Casein is also great for people who want to put on extra pounds but are worried about those pounds being turned into fat, because it helps to fill you up a lot quicker than many other foods. Casein also works great when combined with whey because the two different absorption rates complement each other.
For those looking to build muscle mass, casein powder is invaluable, though. This is because one of the main benefits of this supplement is that casein powder can be used to help muscle growth. However, this isn’t one directly. Rather than directly causing the growth of your muscles, casein powder works by reducing muscle breakdown, preventing your body from quickly undoing the work that you put in at the gym to build muscle.
7. RAD 140 (Testolone)
SARMs (Selective Androgen Receptor Modulators) are getting more and more popular these days, and it’s safe to say RAD 140 is among the best ones. RAD 140 (aka as Testolone) has been known to increase lean muscle mass, burn fat and prevent muscle loss.
RAD 140 is used by bodybuilders and it’s often used in combination with other SARMs. Interestingly, RAD 140 has been effective in treating some forms of cancer. If used properly, there are no notable side effects.
- 8. Omega-3 fats
You might be surprised to see omega-3 fatty acids on a list of bodybuilding supplements, but they’re necessary for the proper formation of muscles. Your body relies on a wide variety of nutrients to function at an optimal level, and omega-3 fatty acids can provide your body with the fat that it needs.
The best way to supplement with omega-3 acids is to find a supplement that has the proper balance of DHA and EPA. Fish oil supplements are good for this because they provide the proper balance that the human body can utilize to function.

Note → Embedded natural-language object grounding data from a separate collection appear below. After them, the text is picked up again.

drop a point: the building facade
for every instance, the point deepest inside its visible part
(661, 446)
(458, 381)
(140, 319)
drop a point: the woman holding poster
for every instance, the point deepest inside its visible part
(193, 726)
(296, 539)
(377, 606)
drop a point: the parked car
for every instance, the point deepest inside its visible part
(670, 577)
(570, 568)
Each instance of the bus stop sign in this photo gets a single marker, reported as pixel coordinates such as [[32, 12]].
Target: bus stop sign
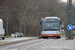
[[69, 27]]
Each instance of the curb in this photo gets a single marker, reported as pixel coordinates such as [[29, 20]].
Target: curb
[[14, 42]]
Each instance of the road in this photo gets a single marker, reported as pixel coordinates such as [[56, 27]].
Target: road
[[43, 44]]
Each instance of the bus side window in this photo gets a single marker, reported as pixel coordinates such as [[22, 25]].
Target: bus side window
[[60, 23]]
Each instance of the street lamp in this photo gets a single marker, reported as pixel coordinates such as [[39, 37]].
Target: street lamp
[[29, 16], [10, 17]]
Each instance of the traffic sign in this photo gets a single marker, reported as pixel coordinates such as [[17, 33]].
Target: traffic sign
[[69, 27]]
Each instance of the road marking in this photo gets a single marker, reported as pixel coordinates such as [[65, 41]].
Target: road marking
[[11, 49]]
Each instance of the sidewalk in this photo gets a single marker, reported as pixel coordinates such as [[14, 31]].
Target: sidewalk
[[9, 41]]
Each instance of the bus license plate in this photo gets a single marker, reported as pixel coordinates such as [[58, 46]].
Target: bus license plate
[[50, 35]]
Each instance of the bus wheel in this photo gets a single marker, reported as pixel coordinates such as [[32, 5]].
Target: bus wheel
[[45, 37]]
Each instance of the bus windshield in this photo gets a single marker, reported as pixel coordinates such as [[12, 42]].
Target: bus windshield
[[48, 25]]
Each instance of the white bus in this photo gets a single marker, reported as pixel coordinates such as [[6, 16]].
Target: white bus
[[51, 27], [2, 30]]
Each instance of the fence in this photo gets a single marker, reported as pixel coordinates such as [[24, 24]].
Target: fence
[[25, 15]]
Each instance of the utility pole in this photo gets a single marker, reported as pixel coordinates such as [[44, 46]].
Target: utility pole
[[10, 17], [69, 19]]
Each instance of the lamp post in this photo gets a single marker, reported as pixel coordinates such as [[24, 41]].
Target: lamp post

Citrulline was first used to promote wakefulness. Nowadays, research has proven that it’s actually quite a useful nutrient for people looking to improve muscle mass. Citrulline malate, in particular (a combination of L-citrulline and malate) has been shown to increase ATP.
ATP is the fuel that cells use, so increasing levels of ATP means that every cell in your body will be more energized. This is ideal because it will allow you to exercise more vigorously for longer periods of time. There are no significant side effects. Citrulline can also naturally lower blood pressure and help with erectile dysfunction.
10. Nitric oxide boosters
Nitric oxide is another important fuel source that your entire body uses. There are many foods and supplements that improve nitric oxide – some of the best food sources include beets, radishes and pomegranates.
Nitric oxide also enhances blood flow which allows your muscles to retain a greater amount of energy. Eating these foods or supplementing with the nutrients they provide is a great way to enhance blood flow throughout your body and give yourself the extra kick you need to get in a serious workout.
There are a lot of workout supplements out there. They all have different effects and they can impact different aspects of your workout. Hopefully this article has helped you decide which ones will be best for your personal workout routine.